When choosing a coach, Packers had Favre's future in mind
BY MICHAEL HUNT
Milwaukee Journal Sentinel
MILWAUKEE - Ted Thompson has consistently said that he wanted Brett Favre back, but there was always the suspicion that the Green Bay general manager was merely saying the politically expedient thing. Did he really want Favre to return, or was he actually eager to blow this whole thing up and start over, much as Ron Wolf once did, with his own coach and quarterback?
With the hiring of Mike McCarthy, the answer is reasonably clear. The Packers apparently do want No. 4 to stay for as long as he is productive.
You don't bring in one of the many branches of Bill Walsh's West Coast offense family tree and Favre's former position coach without having Favre's future in mind. McCarthy and Favre are also close in the way that Favre bonded with his favorite mentors over the years, but there obviously has to be more to McCarthy for Thompson to have staked his vague reputation on this hire.
Far more important in the larger scheme will be McCarthy's influence on Aaron Rodgers. One of McCarthy's selling points was his vast experience with a wide range of successful quarterbacks. The Packers' uncertain future is so heavily invested in Rodgers that it only made sense for Thompson to select a coach whose expertise is based on the development of quarterbacks.
Yet if Favre does return, it will be incumbent upon McCarthy to rein in the quarterback who had grown increasingly reckless in the years since Mike Holmgren's departure.
It could have been much worse. Had the Minnesota Vikings not acted so rashly and snapped up Brad Childress for reasons that still aren't altogether clear, he might have been the Green Bay coach and Darrell Bevell would've been his offensive coordinator. The Packers needed a clean break with that kind of past because no one on Mike Sherman's staff could control Favre anymore.
McCarthy could just be the guy to do it. He helped create Aaron Brooks during the boom years of the New Orleans' offense, yet McCarthy did not passively give in when Brooks resisted continuing guidance after the quarterback became a star. In fact, he stood up to Brooks when no one else in the Saints' organization would.
Brooks was no Brett Favre, but it is fair to say that Favre could've been held far more accountable by the Green Bay staff this past season. The fact that McCarthy once worked with Joe Montana during the latter days of Montana's career should also be encouraging to those who value Favre's continued association with the Packers.
While McCarthy may facilitate Favre's return, this is much bigger than the year or so Favre may or may not have left with the Green Bay Packers. At 42, McCarthy is about to become a head coach for the first time in a place where unparalleled tradition has crushed far more men than it has honored. The enormous pressure is intensified by the fact that Jim Bates was the people's choice, but the quarterback situation says Thompson made the proper call.
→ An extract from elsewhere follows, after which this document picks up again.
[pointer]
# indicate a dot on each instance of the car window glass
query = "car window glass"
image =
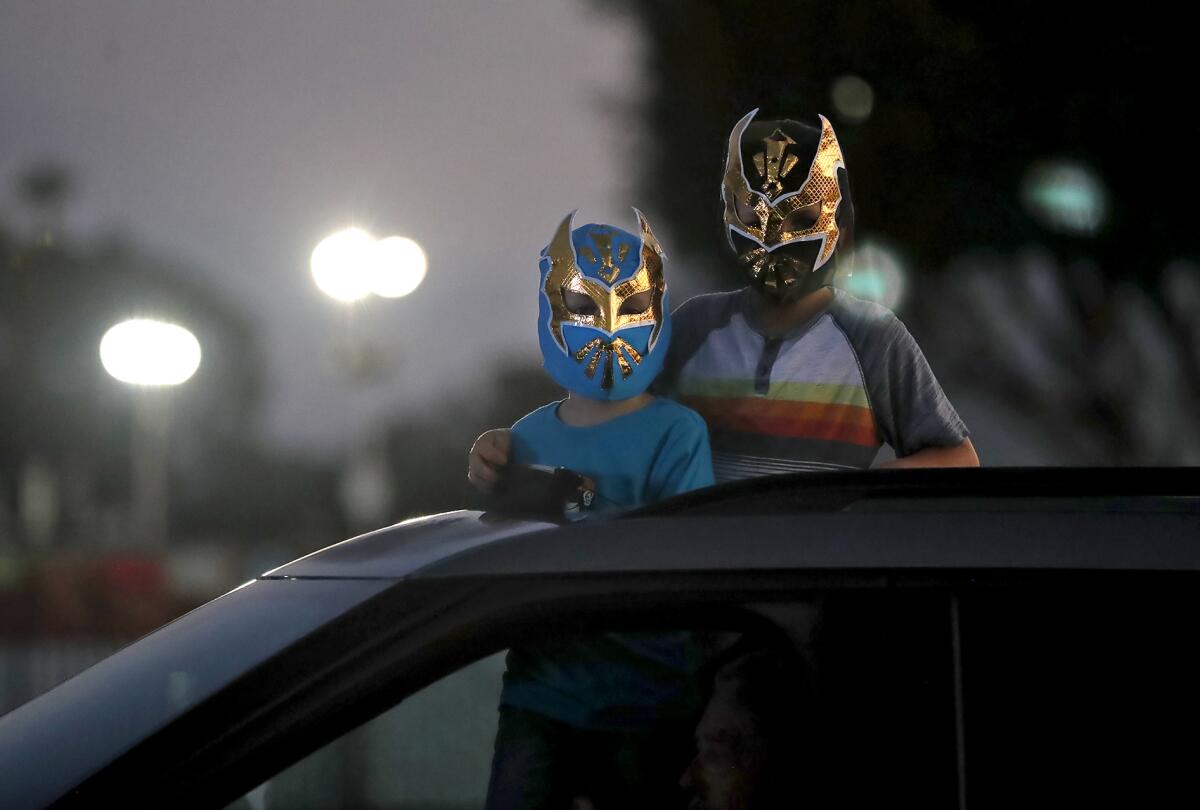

So who is Mike McCarthy? He is said to be a no-nonsense, even-temperament kind of guy, which only makes sense given the personality of the man who made the hire. It all looks very good on paper, but so have other notable miscalculations.
Talk about scrutiny. The $6.4 million gamble Thompson has made on a comparative unknown demands that McCarthy must be clearly superior to Sherman in a relatively short time. Welcome to Titletown, coach.